November 18, 2019      < 1 min read

Inventory control is exceedingly difficult if you go into it blind, with no tips and tricks and no supporting software. However, with the right knowledge and methods in place, it can be something you can manage and control with few problems. Part of the art of inventory control lies in the ability to adapt to demand in an efficient way so that supply is maintained appropriately. However, this is difficult when there are inherent levels of uncertainty associated with customer demand, product costs, holding costs and lead times. So, how can businesses cope with inventory uncertainties?

The probabilistic model of inventory control

This model is based on the assumption that there is inevitable uncertainty associated with factors such as demand and lead times in some retail industries. Taking this into consideration, probabilistic models of the demand are then drafted with minimum reorder quantities or timeframes. These essentially form calculations of ‘best fit’ from which appropriate orders can be made that ensure supply is maintained and resources are optimised.

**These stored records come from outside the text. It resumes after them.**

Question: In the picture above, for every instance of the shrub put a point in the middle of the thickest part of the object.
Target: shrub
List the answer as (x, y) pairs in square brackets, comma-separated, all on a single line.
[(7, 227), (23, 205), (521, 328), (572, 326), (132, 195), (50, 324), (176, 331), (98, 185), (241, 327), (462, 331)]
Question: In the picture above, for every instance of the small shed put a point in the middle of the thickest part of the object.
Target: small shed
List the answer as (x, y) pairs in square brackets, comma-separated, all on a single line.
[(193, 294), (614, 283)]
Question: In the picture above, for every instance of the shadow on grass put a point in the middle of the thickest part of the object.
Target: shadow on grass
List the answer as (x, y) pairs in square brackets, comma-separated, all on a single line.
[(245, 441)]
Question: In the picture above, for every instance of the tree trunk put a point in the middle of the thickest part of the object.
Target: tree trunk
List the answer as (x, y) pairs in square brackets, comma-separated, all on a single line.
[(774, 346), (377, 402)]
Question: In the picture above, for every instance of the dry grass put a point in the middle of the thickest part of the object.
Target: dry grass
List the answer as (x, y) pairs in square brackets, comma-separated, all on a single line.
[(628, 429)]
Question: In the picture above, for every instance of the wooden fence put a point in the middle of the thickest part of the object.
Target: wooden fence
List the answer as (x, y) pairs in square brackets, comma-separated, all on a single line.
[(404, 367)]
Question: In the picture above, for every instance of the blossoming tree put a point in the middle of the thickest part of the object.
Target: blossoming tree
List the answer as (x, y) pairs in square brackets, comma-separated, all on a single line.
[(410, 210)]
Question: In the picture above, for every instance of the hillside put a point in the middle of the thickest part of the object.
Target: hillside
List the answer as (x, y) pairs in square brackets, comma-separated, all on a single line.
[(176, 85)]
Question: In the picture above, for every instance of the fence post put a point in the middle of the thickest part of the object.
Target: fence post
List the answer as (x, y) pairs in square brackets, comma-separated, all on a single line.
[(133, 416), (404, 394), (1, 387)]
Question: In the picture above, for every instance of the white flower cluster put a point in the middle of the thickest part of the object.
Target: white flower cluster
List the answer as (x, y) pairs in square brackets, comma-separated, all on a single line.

Digging deeper: the Newsvendor model

One of the models used in probabilistic inventory control is the Newsvendor or Newsboy model. This is a single-period inventory model used for seasonal or perishable items with a discrete demand pattern. In fact, the name derives from the Newsvendor’s dilemma of how many newspapers to order to meet the demand for today, knowing that tomorrow, the product no longer has the same value.

We can delve into the involved algebra of this inventory model, or we can consider things more simply to better understand its value.

Take for example a business that is selling sun umbrellas. The question they are asking is how many sun umbrellas they need to satisfy demand over the summer; this unknown quantity is Q. We must also determine the cost of buying the product initially (c), the price we sell the product for or revenue (r) and the discounted price we sell the product for as a salvage value at the end of the season (s).

If the lead time is so long that we can only order the product once in the period, then we are extremely interested in ordering the right amount because this cannot be rectified later.

Marginal costs

We are also interested in the trade-off between overordering and having to sell the excess for salvage value, and not ordering enough which therefore renders us short and forfeiting possible sales. Defining these (the cost of excess and cost of shortage) are our marginal costs.

So now, let us substitute in some values. Let’s assume the following:

  • c = $300
  • r = $500
  • s = $50

Using these numbers, we can work out the cost of excess and cost of shortage. The cost of excess is calculated as Ce = c-s because it is the amount the product cost us initially minus the amount we managed to salvage at the end of the season. The cost of shortage is calculated as Cs = r-c because it is the amount we would have sold the product for if we had it minus the amount the product would have cost us. Therefore, if we had one item in excess and one item short respectively, these costs are as follows:

  • Ce = $300 – $50 = $250
  • Cs = $500 – $300 = $200

Service level

This is the chance we can meet all demand in a single period (the summer season in this case). For simplicity’s sake, if we imagine that the number of products we sell can be anywhere from 1 to 10 where each number of products sold is discrete, and we order a quantity of 5 units at the start of the summer season. We will meet the demand with our outset of 5 units if 5 or fewer units are sold over the season. So, the probability of meeting this demand with the outset is cumulative and is the sum of each of the discreet demand values (for example, the probability of 1 unit, 2 units 3 units, 4 units and 5 units being sold).

The probability of 1 unit sold out of 10 is 0.10. For two units, it is 0.10 x 2 and so on. Therefore, the probability of 5 units being sold is 0.5. This means if we order 5 units at the outset we will provide a service level of 50%.

Optimal service level

The optimal service level is given by the following formula:
Cost of shortage ÷ (Cost of shortage + Cost of excess)

So, in the above example, this would be:
200 ÷ (200+250) = 0.44

Optimal order quantity

The optimal order quantity is the minimum order size needed to meet the optimal service level. So, we need to meet the optimal service level of 0.44 with our order. We have determined that the probability of demand for each item is 0.10 with a cumulative effect up to a maximum of 10. So, to meet 0.44, we would have to order at least 5 units (0.1 x 5 = 0.5). This is the optimal order amount to avoid shortages and excess.

This is a very simple portrayal of using a probabilistic model for estimating demand and managing your inventory. Of course, as with any part of inventory control, the estimations and subsequent decisions are only as good as the input data. This is derived from accurate and reliable inventory management software which keeps track of every item as it moves through your warehouse.